The Light of Art Amid Darkness
In troubled times, it’s artists who can offer clarity and a sense of possibility when everything around us appears to be crumbling.
What I read: “A Lighthouse for Dark Times” by Maria Popova in The Marginalian.
So, the worst possible outcome happened to our country. Enough people voted for an avowed authoritarian with an extremist right-wing ready-to-implement playbook that will make life miserable for millions of Americans.
Yes, I’m sure there are those reading this who are elated. I am not. My LGBTQ friends are not. The women in my networks are not. People of color I know are not. The white men I know who support those people and other marginalized groups are not. Those I know with immigrant friends and loved ones are not.
We are grieving. We are angry. We are shellshocked. I never thought I’d live in a country that would decide to emulate 1930s Germany. But here we are. I hope we can avoid a similar fascist and dictatorship fate. Time will tell if we can.
All that said, we must find a way to move forward. We must find smidgens of hope and possibility. As I often do, I found some solace in the writing of Maria Popova. If you don’t follow Popova’s writing in The Marginalian, I recommend you do so. I consider her one of the best intellects and writers working today.
In her post, Popova points out how important artists are when chaos and uncertainty rise up to crush a society’s joy and stability.
Cultures and civilizations tend to overestimate the stability of their states, only to find themselves regularly discomposed by internal pressures and tensions too great for the system to hold. And yet always in them there are those who harness from the chaos the creative force to imagine, and in the act of imagining to effect, a phase transition to a different state.
We call those people artists — they who never forget it is only what we can imagine that limits or liberates what is possible. “A society must assume that it is stable,” James Baldwin wrote in reckoning with the immense creative process that is humanity, “but the artist must know, and he must let us know, that there is nothing stable under heaven.” In the instability, the possibility; in the chaos, the building blocks of a stronger structure.
The power of art and the importance of art has been written about since the written word existed, but it’s important to emphasize that importance yet again, especially now. We need our artists and the work they do now more than ever.
We need the writers, comedians, actors, painters, sculptors, poets, dancers, musicians, photographers, performance artists, content creators, and filmmakers. They can buttress us from despair. They can see clearly when so many do not. They can encourage thought and emotion in positive ways to perhaps spawn better times ahead.

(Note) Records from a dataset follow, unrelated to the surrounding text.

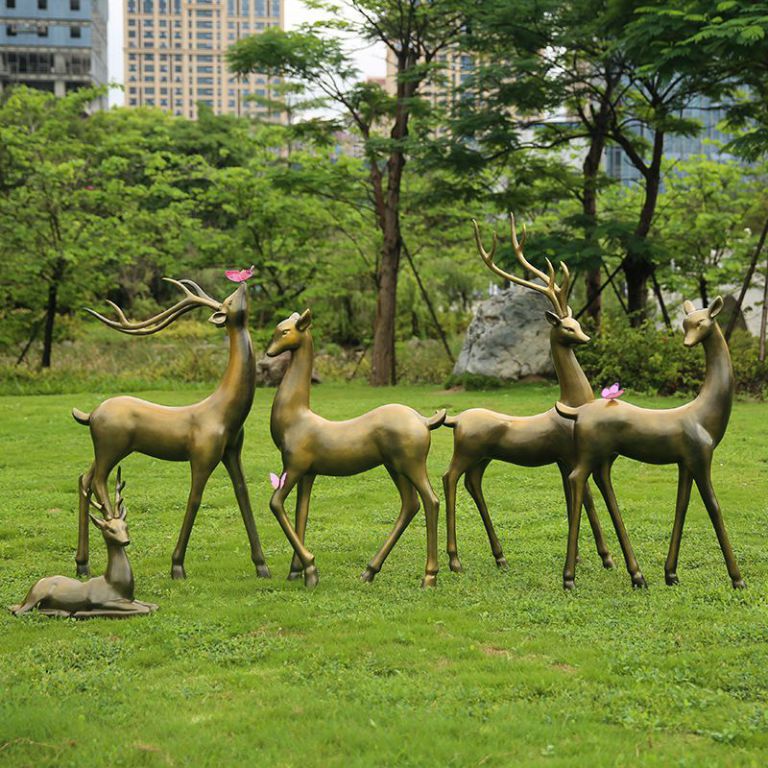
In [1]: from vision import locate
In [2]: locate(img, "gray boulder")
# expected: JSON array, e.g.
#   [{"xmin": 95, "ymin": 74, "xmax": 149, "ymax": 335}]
[{"xmin": 453, "ymin": 285, "xmax": 554, "ymax": 381}]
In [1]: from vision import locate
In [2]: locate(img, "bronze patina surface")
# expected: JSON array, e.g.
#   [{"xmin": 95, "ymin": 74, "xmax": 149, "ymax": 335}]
[
  {"xmin": 443, "ymin": 215, "xmax": 613, "ymax": 571},
  {"xmin": 557, "ymin": 296, "xmax": 744, "ymax": 589},
  {"xmin": 11, "ymin": 468, "xmax": 157, "ymax": 619},
  {"xmin": 267, "ymin": 309, "xmax": 445, "ymax": 587},
  {"xmin": 72, "ymin": 278, "xmax": 270, "ymax": 579}
]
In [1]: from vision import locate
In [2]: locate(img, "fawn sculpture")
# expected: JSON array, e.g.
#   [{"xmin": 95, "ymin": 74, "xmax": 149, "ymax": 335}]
[
  {"xmin": 556, "ymin": 296, "xmax": 745, "ymax": 589},
  {"xmin": 72, "ymin": 278, "xmax": 270, "ymax": 579},
  {"xmin": 11, "ymin": 468, "xmax": 157, "ymax": 619},
  {"xmin": 443, "ymin": 214, "xmax": 613, "ymax": 572},
  {"xmin": 267, "ymin": 309, "xmax": 445, "ymax": 587}
]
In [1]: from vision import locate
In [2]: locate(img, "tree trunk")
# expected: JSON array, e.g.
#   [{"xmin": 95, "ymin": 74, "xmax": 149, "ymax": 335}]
[{"xmin": 40, "ymin": 280, "xmax": 59, "ymax": 368}]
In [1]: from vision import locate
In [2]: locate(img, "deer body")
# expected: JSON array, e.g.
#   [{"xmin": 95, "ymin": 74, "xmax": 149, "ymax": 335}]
[
  {"xmin": 443, "ymin": 217, "xmax": 624, "ymax": 571},
  {"xmin": 73, "ymin": 281, "xmax": 269, "ymax": 578},
  {"xmin": 557, "ymin": 297, "xmax": 744, "ymax": 589},
  {"xmin": 267, "ymin": 310, "xmax": 445, "ymax": 586}
]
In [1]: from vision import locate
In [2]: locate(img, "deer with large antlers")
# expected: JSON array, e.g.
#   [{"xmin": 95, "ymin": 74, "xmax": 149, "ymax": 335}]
[
  {"xmin": 556, "ymin": 296, "xmax": 744, "ymax": 589},
  {"xmin": 443, "ymin": 214, "xmax": 626, "ymax": 572},
  {"xmin": 72, "ymin": 278, "xmax": 270, "ymax": 579},
  {"xmin": 267, "ymin": 309, "xmax": 445, "ymax": 587},
  {"xmin": 11, "ymin": 467, "xmax": 157, "ymax": 619}
]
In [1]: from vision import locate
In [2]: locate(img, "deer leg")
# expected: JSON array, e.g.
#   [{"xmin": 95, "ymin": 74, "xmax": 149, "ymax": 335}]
[
  {"xmin": 443, "ymin": 455, "xmax": 467, "ymax": 573},
  {"xmin": 360, "ymin": 467, "xmax": 419, "ymax": 581},
  {"xmin": 171, "ymin": 461, "xmax": 218, "ymax": 579},
  {"xmin": 222, "ymin": 438, "xmax": 272, "ymax": 579},
  {"xmin": 664, "ymin": 464, "xmax": 693, "ymax": 587},
  {"xmin": 464, "ymin": 459, "xmax": 508, "ymax": 571},
  {"xmin": 694, "ymin": 464, "xmax": 746, "ymax": 589},
  {"xmin": 75, "ymin": 464, "xmax": 94, "ymax": 576},
  {"xmin": 594, "ymin": 462, "xmax": 647, "ymax": 589},
  {"xmin": 269, "ymin": 469, "xmax": 319, "ymax": 587},
  {"xmin": 288, "ymin": 475, "xmax": 315, "ymax": 581}
]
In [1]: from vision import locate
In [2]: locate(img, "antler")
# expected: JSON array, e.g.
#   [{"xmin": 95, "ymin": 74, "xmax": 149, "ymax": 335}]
[
  {"xmin": 85, "ymin": 277, "xmax": 221, "ymax": 336},
  {"xmin": 472, "ymin": 213, "xmax": 571, "ymax": 317}
]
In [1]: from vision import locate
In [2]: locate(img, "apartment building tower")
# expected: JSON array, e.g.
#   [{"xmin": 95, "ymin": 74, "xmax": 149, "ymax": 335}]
[
  {"xmin": 126, "ymin": 0, "xmax": 285, "ymax": 119},
  {"xmin": 0, "ymin": 0, "xmax": 109, "ymax": 107}
]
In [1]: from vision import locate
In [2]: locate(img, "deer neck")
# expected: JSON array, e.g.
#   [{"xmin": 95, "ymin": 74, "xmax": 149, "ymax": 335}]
[
  {"xmin": 213, "ymin": 326, "xmax": 256, "ymax": 425},
  {"xmin": 549, "ymin": 328, "xmax": 595, "ymax": 408},
  {"xmin": 271, "ymin": 331, "xmax": 315, "ymax": 445},
  {"xmin": 104, "ymin": 543, "xmax": 133, "ymax": 600},
  {"xmin": 694, "ymin": 324, "xmax": 735, "ymax": 442}
]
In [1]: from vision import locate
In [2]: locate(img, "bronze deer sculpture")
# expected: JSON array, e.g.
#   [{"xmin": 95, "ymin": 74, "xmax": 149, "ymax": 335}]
[
  {"xmin": 267, "ymin": 309, "xmax": 445, "ymax": 587},
  {"xmin": 11, "ymin": 467, "xmax": 157, "ymax": 619},
  {"xmin": 72, "ymin": 278, "xmax": 270, "ymax": 579},
  {"xmin": 557, "ymin": 296, "xmax": 745, "ymax": 589},
  {"xmin": 443, "ymin": 214, "xmax": 613, "ymax": 572}
]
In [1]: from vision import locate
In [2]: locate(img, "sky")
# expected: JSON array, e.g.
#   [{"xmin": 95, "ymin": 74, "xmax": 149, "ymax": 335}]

Popova references the writings of Hermann Hesse to offer us some hope as “we too are living now through such a world, caught again between two ages, confused and conflicted, suffocating and suffering.”
Hesse observes that artists feel these painful instabilities more deeply than the rest of society and more restlessly, and out of that restlessness they make the lifelines that save us, the lifelines we call art. A century before Toni Morrison, living through another upheaval, insisted that “this is precisely the time when artists go to work,” Hesse insists that artists nourish the goodness of the human spirit “with such strength and indescribable beauty” that it is “flung so high and dazzlingly over the wide sea of suffering, that the light of it, spreading its radiance, touches others too with its enchantment.”
If you are an artist of any sort, keep making art. Keep speaking your truth. Maintain your artistic integrity and let your work be a beacon of hope in these troubled times. Rally beauty. Encourage thought. Disrupt damaging paradigms. Spawn action to push back against the forces of evil.
That is the power of art. Art can serve as a sea of light amid the darkness so many of us are feeling and experiencing right now. If you’re an artist, thank you for what you do. If you’re not an artist but now feel compelled to make art, do so. Perhaps in the act of artistic creation you can be empowered, and your work can touch the hearts and minds of others.